How Owning 200,000 Domains Enables Rapid SEO Rankings Through PageRank Recycling
Ken Koyov owns more than 200,000 domains and operates 30,000 active websites — a portfolio that functions less like a collection of assets and more like a PageRank refinery. His core thesis: expired domains retain the authority their original owners built, and that authority can be reactivated in days. After completing this tutorial, you will be able to evaluate expired domains for residual SEO value, restore historical site content using the Wayback Machine, and understand exactly where the line sits between a legal arbitrage and a criminal one.
- Identify aged or expired domains by examining the inbound link profile. A domain where the majority of backlinks point to the homepage signals branded links — built by people who knew and trusted the business, not link schemes targeting interior pages. That trust signal often survives expiration and can be reactivated when the site goes live again.

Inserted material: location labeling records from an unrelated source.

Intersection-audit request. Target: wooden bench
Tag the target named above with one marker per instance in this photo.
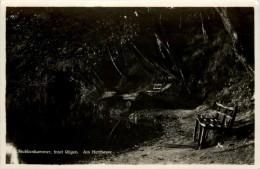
(222, 119)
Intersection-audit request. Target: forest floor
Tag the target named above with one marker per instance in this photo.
(176, 145)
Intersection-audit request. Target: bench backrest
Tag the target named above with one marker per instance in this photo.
(226, 115)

- Before purchasing, check whether a Google My Business listing or Knowledge Panel still exists for the domain. Residual brand signals in Google’s index confirm that the entity relationship survived expiration. A live GMB or Knowledge Panel dramatically increases the probability that rankings return quickly once a site is restored.

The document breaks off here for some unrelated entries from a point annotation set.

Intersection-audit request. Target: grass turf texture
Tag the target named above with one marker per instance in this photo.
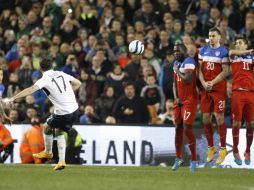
(42, 177)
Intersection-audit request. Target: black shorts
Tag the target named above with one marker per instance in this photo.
(63, 122)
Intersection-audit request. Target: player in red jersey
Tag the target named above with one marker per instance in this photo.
(185, 105)
(214, 68)
(242, 103)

- Ignore the Ahrefs organic traffic metric entirely when evaluating a domain with no live website. Any domain without an active site returns zero traffic in Ahrefs — a data limitation, not a reflection of domain value. Evaluate link profile quality and brand signals instead.
- Use the Wayback Machine (archive.org) to retrieve the original site content and restore it on your purchased domain. For Google, this registers as the original owner returning — which combines the full historical link profile with the new-site ranking bonus Google grants during the first two weeks after a site goes live.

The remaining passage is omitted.